Q1: Agent-specific contexts are not uncommon in multi-agent system design, which limits the novelty.
We would like to clarify that OHCache serves as a communication architecture rooted in a novel data structure, called the Oriented Message Hypergraph, to store and retrieve messages or cache files. Every component in OHCache is necessary to address three critical limitations in MAS for open-web data collection tasks: (i) information overload from broadcast messaging, (ii) ineffective unstructured natural language interface, and (iii) propagation of unnecessary artifact-embedded messages.
Specifically, to tackle the information overload issue, unlike existing works, e.g., AgentPrune [1] and G-Designer [2], that employ pairwise graphs for agent communication, we design a novel data structure called Oriented Message Hypergraph to enable one-to-many message sharing.

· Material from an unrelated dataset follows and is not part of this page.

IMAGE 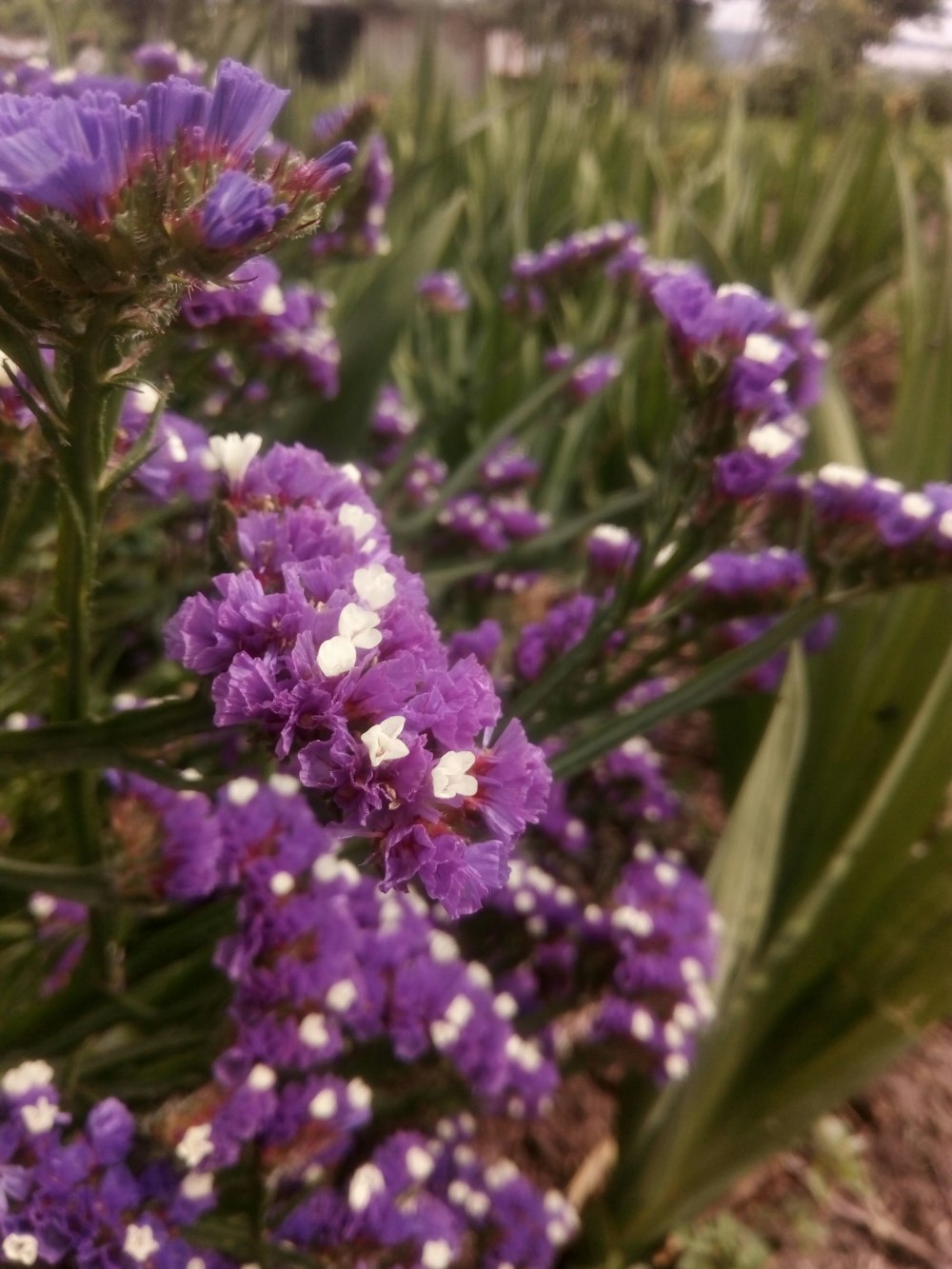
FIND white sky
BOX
[711,0,952,69]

Existing works [3, 4] commonly employ natural language for communication, which is ineffective in message sharing. To handle this challenge, AutoData leverages the oriented hypergraph formatter to structure the messages into JSON. The structured messages allow subsequent agents to capture salient information. Moreover, the oriented hypergraph formatter is responsible for inserting the message into the oriented message hypergraph based on the pre-defined relationship.
To prevent the token waste in the propagation of artifact-embedded messages, we introduce a local cache system to store artifacts so that all agents are able to access cached artifacts on demand, without polluting the communication channel.
We further emphasize the contributions of our work:
- We introduce a fully automatic multi-agent system, called AutoData, that consists of eight specialized agents and a novel oriented hypergraph cache system for efficient and effective multi-agent collaboration, that turns a one-sentence data requirement into a ready-to-use dataset.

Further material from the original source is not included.